Ваня молча поднялся и вышел из номера. Марьяна нашла его в дальнем углу патио. Присела рядом, сделав знак портье. Дождавшись, когда тот принесет кофе и воду, придвинула Ване стакан воды и отхлебнула кофе. С мягкой улыбкой она смотрела на него, пока тот говорил.
– Когда грянула Великая Октябрьская, прабабка сразу поняла, куда подуют вихри враждебные, и окольными путями двинула сначала на Дон, а потом в Крым. Ехала не абы к кому – к своей подруге Нине Берберовой, та уже училась в Донском университете вместе с Ходасевичем. В конце двадцатого Берберовой вдруг приспичило вернуться в Петроград, а прабабуленция ушла с Врангелем в Крым. Работала, между прочим, в пропагандистском отделе ОСВАГ – Осведомительного агентства – под началом другой потрясающей барышни – Ариадны Тырковой. Та была лауреатом Пушкинской премии и верховодила в партии кадетов, пикируясь с Милюковым и поддерживая его оппонентов. Добужинский, модный художник, послушав, как она кроет коллег за нерешительность, записал в дневнике – «У кадетов в ЦК есть один-единственный мужчина – Тыркова». В Крыму их пути разошлись – Тыркова была замужем за английским журналистом и, как британская подданная, спокойно покинула «остров». А у бабули случилась неземная любовь с профессором Санкт-Петербургского университета, им не до теплоходов и пылающих станиц. Помнишь Серафиму Корзухину и приват-доцента Сергея Павловича из Булгаковского «Бега»? Вот это прям как с них списано. Или наоборот – не важно.

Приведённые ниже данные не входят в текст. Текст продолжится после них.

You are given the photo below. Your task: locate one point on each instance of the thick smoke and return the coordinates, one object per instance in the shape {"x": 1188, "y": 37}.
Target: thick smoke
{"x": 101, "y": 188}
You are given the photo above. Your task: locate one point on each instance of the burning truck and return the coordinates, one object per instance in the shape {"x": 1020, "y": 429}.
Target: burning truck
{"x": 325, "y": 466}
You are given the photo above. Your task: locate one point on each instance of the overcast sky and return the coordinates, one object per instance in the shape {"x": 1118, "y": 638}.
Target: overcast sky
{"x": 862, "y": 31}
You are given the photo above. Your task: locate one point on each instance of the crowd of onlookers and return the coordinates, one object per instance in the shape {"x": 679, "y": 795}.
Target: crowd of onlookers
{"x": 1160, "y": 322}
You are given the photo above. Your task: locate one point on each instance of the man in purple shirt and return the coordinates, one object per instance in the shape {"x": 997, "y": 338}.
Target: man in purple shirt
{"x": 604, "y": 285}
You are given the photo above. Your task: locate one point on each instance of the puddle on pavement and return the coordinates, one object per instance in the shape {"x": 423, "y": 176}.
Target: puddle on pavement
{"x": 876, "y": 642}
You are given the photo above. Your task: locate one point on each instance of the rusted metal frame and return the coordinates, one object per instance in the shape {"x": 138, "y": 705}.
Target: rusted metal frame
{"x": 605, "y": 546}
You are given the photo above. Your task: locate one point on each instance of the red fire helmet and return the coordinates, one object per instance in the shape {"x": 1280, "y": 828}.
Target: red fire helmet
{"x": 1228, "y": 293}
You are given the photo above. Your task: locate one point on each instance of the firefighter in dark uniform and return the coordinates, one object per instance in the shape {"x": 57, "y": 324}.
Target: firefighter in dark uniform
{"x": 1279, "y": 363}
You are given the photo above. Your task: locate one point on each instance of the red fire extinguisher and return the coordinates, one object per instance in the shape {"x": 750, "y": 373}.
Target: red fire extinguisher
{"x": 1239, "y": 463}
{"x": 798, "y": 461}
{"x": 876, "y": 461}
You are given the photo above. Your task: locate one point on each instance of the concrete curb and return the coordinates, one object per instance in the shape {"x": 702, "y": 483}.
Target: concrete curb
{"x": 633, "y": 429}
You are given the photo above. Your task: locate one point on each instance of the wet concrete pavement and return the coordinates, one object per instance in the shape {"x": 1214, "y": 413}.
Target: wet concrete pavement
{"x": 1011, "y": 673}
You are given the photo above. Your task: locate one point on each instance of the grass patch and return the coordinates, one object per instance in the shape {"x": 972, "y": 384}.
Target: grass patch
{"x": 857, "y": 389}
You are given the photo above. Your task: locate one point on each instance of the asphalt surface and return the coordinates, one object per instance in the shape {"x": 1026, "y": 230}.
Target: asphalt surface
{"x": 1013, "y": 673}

А важно, что из разоренного Крыма подались они обратно в Петербург-Петроград-Ленинград, снова остановились у Берберовой. У нас в семье шептались, что именно прабабка с прадедом провожали ее с Ходасевичем в эмиграцию. В тридцать пятом, когда дворян только лишь за происхождение стали гнать из колыбели революции, припомнили предкам моим и это самое происхождение, и работу в ОСВАГЕ, и неудобные заграничные связи. Докатились они чуть ли не до Полярного круга. Прадед сгинул сразу где-то под Кандалакшей, что ли, а вот прабабка и дочка ее, моя бабушка, выжили. Женщины – они ведь вообще сильнее… впрочем, кому я говорю? Бабушка моя, голубая кровь, чтобы прокормить свою мать и братьев, работала откатчицей на шахте за девять тогдашних полновесных советских рублей. Там же и замуж выскочила, за такого же поселенца из петроградских, чудом выжившего. Счастье, впрочем, было недолгим – тот добровольцем ушел на фронт в 42-м и погиб уже в сентябре, за месяц до рождения моего отца. После войны где-то, может, жизнь и налаживалась, а здесь ничего не изменилось. Отец еще мальчиком стал работать на шахте, техникум ему окончить дали, а вот в институт уже не пустили – родословная не та. А он – инженер-самородок, такие решения предлагал, все директора шахт на него молились, когда где авария происходила, личные машины присылали с персональными водителями. Городок – по сути, куча шахтерских поселков, женились и замуж выходили по географическому принципу. Отец был с Парамоновского, а мама, условно говоря, с Гавриловки.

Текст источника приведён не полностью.